Enfin, comme l’activité doit émaner d’un grand nombre de neurones pour être détectable, encore faut-il que les neurones soient actifs en même temps ou plus exactement au cours d’une même fenêtre temporelle donnée, variable selon la modalité d’enregistrement. D’une certaine façon, pour qu’un signal soit enregistrable, il faut qu’à l’échelle locale, le comportement neuronal soit hautement intégré. Ainsi une modification de niveau d’activation entre patients et témoins au cours d’une tâche peut être vue comme un niveau différent d’intégration locale. Reste que la fenêtre temporelle durant laquelle cette intégration doit avoir lieu, est très différente entre les techniques tomographiques et électrophysiologiques :

- Les techniques tomographiques les plus rapides comme l’IRMf sont dépendantes de la réponse hémodynamique : la réponse vasculaire liée à l’augmentation d’activité neuronale. Celle-ci se développe sur une quinzaine de seconde, avec un pic à 5 sec environ. Ainsi il suffit que les neurones d’une même région soient actifs ensemble dans une fenêtre temporelle de quelques secondes pour qu’ils soient à l’origine d’un signal BOLD.

- À l’inverse en électrophysiologie, il faut que l’activité d’un ensemble de synapses soit synchrone à la milliseconde près pour qu’elles se somment et soient détectables.

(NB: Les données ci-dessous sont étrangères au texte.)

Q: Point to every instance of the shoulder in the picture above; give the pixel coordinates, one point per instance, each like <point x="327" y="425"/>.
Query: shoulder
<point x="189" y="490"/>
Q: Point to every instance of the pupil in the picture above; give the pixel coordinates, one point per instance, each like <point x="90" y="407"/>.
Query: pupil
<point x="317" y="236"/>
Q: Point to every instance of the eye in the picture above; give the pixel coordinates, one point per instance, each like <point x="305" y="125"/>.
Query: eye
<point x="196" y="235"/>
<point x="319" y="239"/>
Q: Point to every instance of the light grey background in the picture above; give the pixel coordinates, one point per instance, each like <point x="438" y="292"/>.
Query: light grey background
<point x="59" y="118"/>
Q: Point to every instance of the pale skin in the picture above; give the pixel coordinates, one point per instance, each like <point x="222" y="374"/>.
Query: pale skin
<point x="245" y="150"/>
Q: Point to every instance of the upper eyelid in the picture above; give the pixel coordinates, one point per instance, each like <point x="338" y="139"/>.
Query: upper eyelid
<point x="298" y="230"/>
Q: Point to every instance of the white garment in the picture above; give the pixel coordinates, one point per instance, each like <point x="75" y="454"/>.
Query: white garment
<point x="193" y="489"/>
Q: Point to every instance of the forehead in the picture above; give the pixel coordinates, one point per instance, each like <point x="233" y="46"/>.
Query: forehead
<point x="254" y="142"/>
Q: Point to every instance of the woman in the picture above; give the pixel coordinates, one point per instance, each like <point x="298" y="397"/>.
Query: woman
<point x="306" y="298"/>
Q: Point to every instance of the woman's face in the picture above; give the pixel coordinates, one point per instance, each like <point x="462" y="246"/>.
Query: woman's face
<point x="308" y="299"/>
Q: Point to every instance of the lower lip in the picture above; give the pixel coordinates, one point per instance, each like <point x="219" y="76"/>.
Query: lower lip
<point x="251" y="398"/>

Cependant cette différence pourrait ne pas trop jouer en pratique. En effet, la fenêtre d’intégration neuronale est de l’ordre de 10 millisecondes (~temps maximum séparant deux potentiels d’action pour que leurs effets s’additionnent au niveau du neurone postsynaptique) . Or comme nous aurons l’occasion de le voir, les neurones ont besoin qu’un très grand nombre de potentiels d’actions arrive dans cette courte fenêtre afin d’être suffisamment excités pour émettre à leur tour un potentiel d’action. La population des neurones actifs a donc avantage à être synchrone. Ainsi, une meilleure synchronie aura une plus grande efficacité, sur l’ensemble du système pour recruter une plus large population (Singer 1999).

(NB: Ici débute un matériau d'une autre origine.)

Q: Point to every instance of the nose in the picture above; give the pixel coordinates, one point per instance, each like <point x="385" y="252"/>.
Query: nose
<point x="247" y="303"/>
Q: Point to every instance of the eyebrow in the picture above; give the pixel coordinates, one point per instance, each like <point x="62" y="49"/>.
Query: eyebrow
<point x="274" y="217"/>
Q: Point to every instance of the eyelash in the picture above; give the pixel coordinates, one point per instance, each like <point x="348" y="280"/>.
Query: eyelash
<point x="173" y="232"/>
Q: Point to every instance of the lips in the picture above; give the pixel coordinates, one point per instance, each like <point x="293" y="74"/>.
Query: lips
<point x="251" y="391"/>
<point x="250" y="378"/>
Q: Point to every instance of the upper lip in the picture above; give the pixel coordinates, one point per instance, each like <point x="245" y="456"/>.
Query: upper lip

Pour conclure, hors situations pathologiques, il est possible qu’en IRMf aussi, le niveau d’activité soit dépendant d’un comportement intégré sur des fenêtres temporelles plus courtes que la réponse hémodynamique.

De façon à rendre nos résultats les plus indépendants possible de la technique de mesure, nous avons décidé d’utiliser les deux types de techniques : une technique tomographique et une technique électrophysiologique. Pour la technique tomographique, le choix s’imposait de lui-même étant donné que nous voulions comparer 2 populations. Seule l’IRMf permet de fournir une quantité de mesures suffisante pour une étude à effet mixte. Pour la technique électrophysiologique, nous avons privilégié la MEG en raison de l’absence de diffusion du signal qui, certes, nous prive d’une partie des sources corticales, mais nous offre une résolution spatiale suffisante pour distinguer 2 régions pour peu qu’elles soient suffisamment éloignées.